Figure 22: Effets possibles des variants de l'hémoglobine sur l'HbA1c obtenue par chromatographie [36]

En somme, si la mutation de l’hémoglobine entraîne une modification de la charge nette (comme pour les variants Hb S, C, D et E), elle peut provoquer des interférences avec des méthodes telles que la CLHP par échange d'ions ou l'électrophorèse. Dans certaines mutations, lorsque l'extrémité N-terminale de l'hémoglobine est touchée (Hb Raleigh, Hb Niigata), toutes les méthodes de dosage de l’HbA1c (et/ou de l’hémoglobine glyquée dans son ensemble) peuvent êtres prises en défaut, puisque le site majeur de la glycation est inaccessible ou modifié [142]. Enfin, si le variant entraîne une réduction de la durée de vie des érythrocytes, l'HbA1c (ou l’hémoglobine glyquée totale) serait faussement abaissée, quelle que soit la méthode utilisée.

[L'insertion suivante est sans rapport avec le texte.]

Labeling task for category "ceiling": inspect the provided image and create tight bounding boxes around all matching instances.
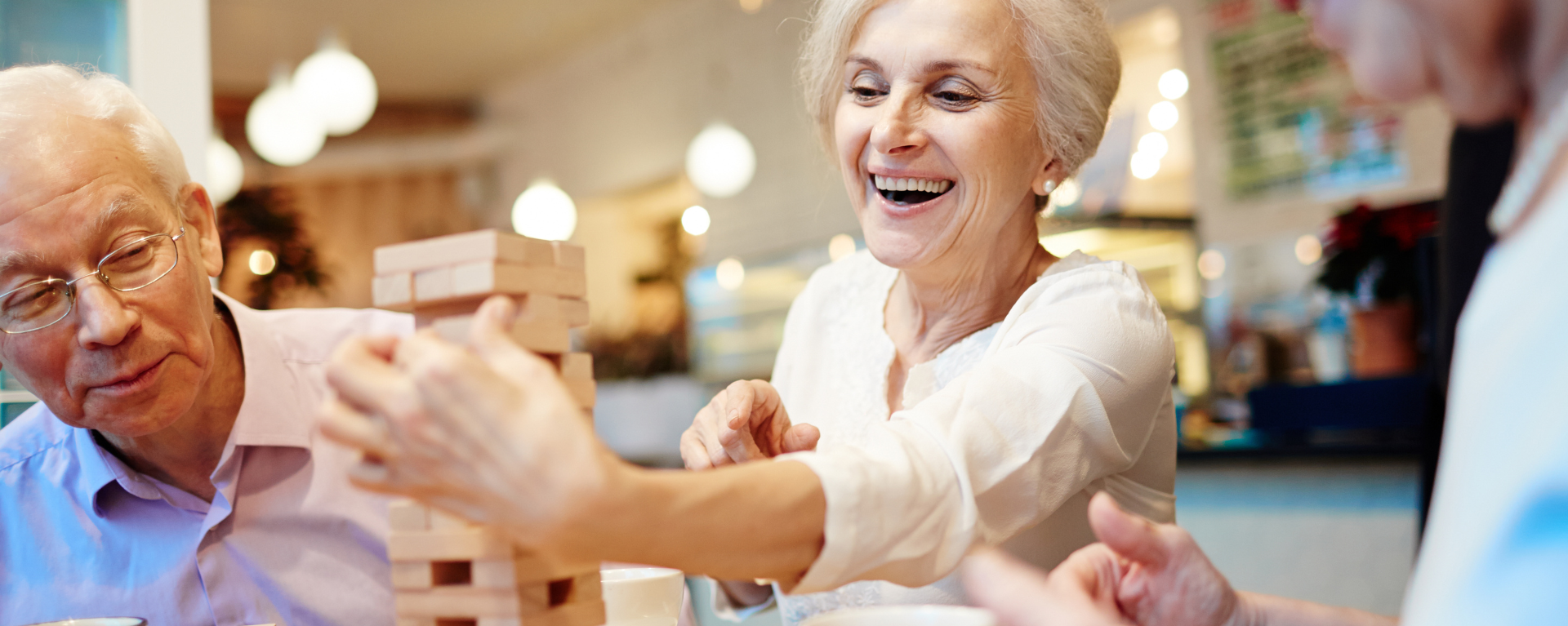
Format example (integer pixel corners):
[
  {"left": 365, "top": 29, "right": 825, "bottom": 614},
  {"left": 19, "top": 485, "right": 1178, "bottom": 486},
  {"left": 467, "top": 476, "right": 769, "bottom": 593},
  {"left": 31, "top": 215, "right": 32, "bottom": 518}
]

Rien ne permet aujourd’hui de dire qu’un principe de dosage est supérieur à un autre pour mesurer l’HbA1c chez les sujets porteurs d’une hémoglobine anormale. En revanche, l’importance de signaler sa présence est reconnue de façon internationale.

Chaque variant de l’hémoglobine doit être évalué pour déterminer l'étendue de son interférence pour chaque méthode. Toujours dans ce sens, les interférences des anomalies les plus fréquentes de l’hémoglobine pour quelques méthodes ont été évaluées dans certaines études [121, 132, 136, 139] et par le groupe NGSP [129]. Pour ce dernier, les résultats de l’Adams®

A1c HA-8180V Arkray utilisée dans le pressent travail ne montrent pas

d’interférences avec les variants S et C et l’augmentation de l’HbF (lorsque les taux ne dépassent pas 30%). En revanche, l’HbA1c ne serait pas quantifiée avec les hémoglobines E et D (annexe 10). Dans notre travail, nous ne disposons pas de données cliniques suffisantes pour confirmer ou non ces résultats, mais Weykamp et al. [122] les confirme.